Wann wird es mal wieder richtig Sommer?

So sang Rudi Carell einst und traf damit den Nerv der (damaligen) Zeit.

Heute ist es anders. Der Sommer ist da und nun passt es den Leuten auch nicht.

Natürlich ist das belastend, wenn man bei Temperaturen um 35, 36 oder 37 Grad im Freien schuften muss. Oder in schlecht gelüfteten Bürobunkern. Oder keine Wassermelone zur Erfrischung hat. Es ist aber auch nicht so, dass es das früher nicht gab. Niemals nicht. Solche Hochsommertage waren immer mal drin (selten schon im Juni). Allerdings verbindet sich das jetzt mit lange anhaltenden Trocken- oder sagen wir besser Dürreperioden, unterbrochen von unwetterartigen Starkregenereignissen. Wir müssen uns auch darauf einstellen, dass solche Hitzewellen häufiger auftreten, wenn nicht gar zur Regel werden. Bei gleichzeitigem Mangel an verwertbarem Niederschlag (nannte man früher Landregen).

Das ist das eigentlich Beängstigende daran.

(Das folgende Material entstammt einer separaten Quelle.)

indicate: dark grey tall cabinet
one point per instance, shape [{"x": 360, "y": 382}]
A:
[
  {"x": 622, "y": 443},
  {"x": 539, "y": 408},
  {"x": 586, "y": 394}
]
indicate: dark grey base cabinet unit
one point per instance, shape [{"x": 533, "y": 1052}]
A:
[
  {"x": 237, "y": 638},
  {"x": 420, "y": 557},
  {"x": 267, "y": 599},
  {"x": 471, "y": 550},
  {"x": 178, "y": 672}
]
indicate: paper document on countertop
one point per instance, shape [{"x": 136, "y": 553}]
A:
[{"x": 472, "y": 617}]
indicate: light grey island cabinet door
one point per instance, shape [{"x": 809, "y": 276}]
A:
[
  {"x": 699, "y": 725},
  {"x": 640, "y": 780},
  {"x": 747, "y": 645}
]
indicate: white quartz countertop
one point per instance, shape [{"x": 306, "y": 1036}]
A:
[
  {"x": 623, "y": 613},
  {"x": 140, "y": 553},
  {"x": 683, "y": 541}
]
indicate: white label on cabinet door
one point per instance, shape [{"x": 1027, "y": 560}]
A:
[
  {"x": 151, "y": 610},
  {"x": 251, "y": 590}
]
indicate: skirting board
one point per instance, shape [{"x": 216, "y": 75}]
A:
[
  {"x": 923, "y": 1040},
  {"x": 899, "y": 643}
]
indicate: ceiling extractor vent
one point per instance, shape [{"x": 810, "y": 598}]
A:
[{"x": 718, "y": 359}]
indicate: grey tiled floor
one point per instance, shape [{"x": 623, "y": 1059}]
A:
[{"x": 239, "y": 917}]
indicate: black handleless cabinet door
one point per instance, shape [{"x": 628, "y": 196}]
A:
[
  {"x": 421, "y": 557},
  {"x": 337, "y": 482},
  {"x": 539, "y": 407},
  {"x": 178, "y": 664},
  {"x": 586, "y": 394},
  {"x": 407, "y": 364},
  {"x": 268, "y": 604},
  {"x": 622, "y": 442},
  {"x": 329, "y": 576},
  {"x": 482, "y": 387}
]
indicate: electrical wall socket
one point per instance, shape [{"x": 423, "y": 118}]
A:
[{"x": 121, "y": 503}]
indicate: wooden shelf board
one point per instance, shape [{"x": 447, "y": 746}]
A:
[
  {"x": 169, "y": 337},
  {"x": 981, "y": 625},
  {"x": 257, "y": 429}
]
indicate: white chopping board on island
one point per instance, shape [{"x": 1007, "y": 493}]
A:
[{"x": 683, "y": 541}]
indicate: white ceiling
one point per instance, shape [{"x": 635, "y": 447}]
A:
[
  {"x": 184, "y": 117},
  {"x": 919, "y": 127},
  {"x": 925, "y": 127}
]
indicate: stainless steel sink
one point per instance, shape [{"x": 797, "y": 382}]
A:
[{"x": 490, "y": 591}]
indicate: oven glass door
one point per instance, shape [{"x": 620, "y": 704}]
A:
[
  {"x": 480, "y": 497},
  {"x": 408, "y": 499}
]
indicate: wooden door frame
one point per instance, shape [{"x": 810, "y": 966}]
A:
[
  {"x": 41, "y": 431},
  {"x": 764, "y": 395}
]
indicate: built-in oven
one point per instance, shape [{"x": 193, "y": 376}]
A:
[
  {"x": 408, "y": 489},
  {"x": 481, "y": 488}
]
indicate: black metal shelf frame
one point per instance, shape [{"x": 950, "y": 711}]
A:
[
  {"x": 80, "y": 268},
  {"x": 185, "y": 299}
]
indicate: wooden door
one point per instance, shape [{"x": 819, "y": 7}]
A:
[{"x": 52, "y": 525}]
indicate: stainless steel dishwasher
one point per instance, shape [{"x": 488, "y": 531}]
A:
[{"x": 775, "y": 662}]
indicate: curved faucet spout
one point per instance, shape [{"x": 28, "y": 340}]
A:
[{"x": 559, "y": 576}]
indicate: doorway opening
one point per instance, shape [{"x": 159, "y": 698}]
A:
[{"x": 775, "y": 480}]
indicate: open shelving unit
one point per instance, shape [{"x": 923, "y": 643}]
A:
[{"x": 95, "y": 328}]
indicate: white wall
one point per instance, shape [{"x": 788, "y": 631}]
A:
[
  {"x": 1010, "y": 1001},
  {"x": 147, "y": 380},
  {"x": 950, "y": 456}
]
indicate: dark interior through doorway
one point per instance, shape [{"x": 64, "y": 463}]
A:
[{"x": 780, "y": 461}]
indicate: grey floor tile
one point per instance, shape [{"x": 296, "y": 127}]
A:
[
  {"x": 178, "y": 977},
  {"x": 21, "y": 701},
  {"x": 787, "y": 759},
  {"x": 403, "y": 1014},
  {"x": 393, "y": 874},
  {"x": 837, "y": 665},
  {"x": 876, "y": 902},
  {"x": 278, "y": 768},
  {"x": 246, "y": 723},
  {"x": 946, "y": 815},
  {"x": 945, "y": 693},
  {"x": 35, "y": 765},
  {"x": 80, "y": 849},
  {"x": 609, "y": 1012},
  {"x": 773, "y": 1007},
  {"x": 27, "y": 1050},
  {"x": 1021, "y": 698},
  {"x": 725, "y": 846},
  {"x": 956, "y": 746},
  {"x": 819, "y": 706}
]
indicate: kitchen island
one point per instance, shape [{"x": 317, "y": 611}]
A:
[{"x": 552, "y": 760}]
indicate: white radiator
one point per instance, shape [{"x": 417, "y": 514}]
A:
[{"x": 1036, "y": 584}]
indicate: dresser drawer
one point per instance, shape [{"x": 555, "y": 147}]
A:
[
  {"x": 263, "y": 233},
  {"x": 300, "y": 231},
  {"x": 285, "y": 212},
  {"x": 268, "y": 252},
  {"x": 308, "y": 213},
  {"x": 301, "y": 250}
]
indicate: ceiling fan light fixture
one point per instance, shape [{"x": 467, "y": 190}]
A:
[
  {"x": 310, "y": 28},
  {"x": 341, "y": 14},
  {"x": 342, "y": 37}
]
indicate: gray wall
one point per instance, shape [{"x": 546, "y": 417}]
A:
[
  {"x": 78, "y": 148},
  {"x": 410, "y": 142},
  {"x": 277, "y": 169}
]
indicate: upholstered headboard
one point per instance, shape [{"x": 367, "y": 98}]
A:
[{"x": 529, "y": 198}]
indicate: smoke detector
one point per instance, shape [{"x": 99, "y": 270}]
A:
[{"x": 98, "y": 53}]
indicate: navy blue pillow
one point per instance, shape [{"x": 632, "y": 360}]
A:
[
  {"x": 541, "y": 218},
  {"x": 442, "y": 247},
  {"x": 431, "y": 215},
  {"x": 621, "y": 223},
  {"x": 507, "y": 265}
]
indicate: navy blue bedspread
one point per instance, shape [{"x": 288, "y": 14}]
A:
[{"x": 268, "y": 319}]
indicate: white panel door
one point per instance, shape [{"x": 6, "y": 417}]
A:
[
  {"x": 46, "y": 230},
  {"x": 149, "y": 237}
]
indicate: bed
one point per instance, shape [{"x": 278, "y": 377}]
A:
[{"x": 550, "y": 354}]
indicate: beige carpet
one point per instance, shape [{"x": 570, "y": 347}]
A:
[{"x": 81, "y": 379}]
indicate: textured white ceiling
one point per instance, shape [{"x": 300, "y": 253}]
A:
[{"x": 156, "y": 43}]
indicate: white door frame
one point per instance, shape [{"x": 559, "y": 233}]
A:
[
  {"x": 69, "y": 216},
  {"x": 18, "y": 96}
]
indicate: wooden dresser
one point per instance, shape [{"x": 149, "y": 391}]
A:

Noch beängstigender ist die Dummbrot-Fraktion (meistens AfD und anderen Esoterikern zuzuordnen), die mit dem Hinweis darauf, dass es früher auch mal solche Temperaturen gab, alles als Hysterie und Waschlappentum abtut und in Wallung gerät, wenn bloß der Name Greta Thunberg fällt.
Ich würde ja gern glauben, dass der Klimawandel einfach über solche Nulpen hinwegfegt und wir alle gleichermaßen in‘ Sack hauen – aber irgendwie habe ich das Gefühl, dass mir das zwar ein gewisses Maß an Befriedigung verschafft aber im Großen und Ganzen nicht wirklich weiterhilft.
Wenn sich die erste Million Inder zu uns auf den Weg macht, weil es im Nordwesten ihres Landes wiederholt zu Temperaturen um die 50 Grad Celsius kommt, dann ist euer Mantra vom „zu verhindernden illegalen Grenzübertritt“ schneller Makulatur, als ein Milcheis in der prallen Sonne. Allerdings lebe ich ja nicht im luftleeren Raum, sondern müsste mich selbst mit mehreren Millionen Klimaflüchtlingen einrichten. Von daher wird mich die derzeitige Ignoranz in der großen Klimafrage auch betreffen.

Bis das soweit ist, werde ich versuchen, durch die aktuellen Temperaturen zu kommen und mich wehmütig an Sommer erinnern, wie sie Rudi Carell einst besang. Bei denen man nicht vor jedem Gewitter Angst haben musste, dass einem gleich der Himmel auf den Kopf fällt.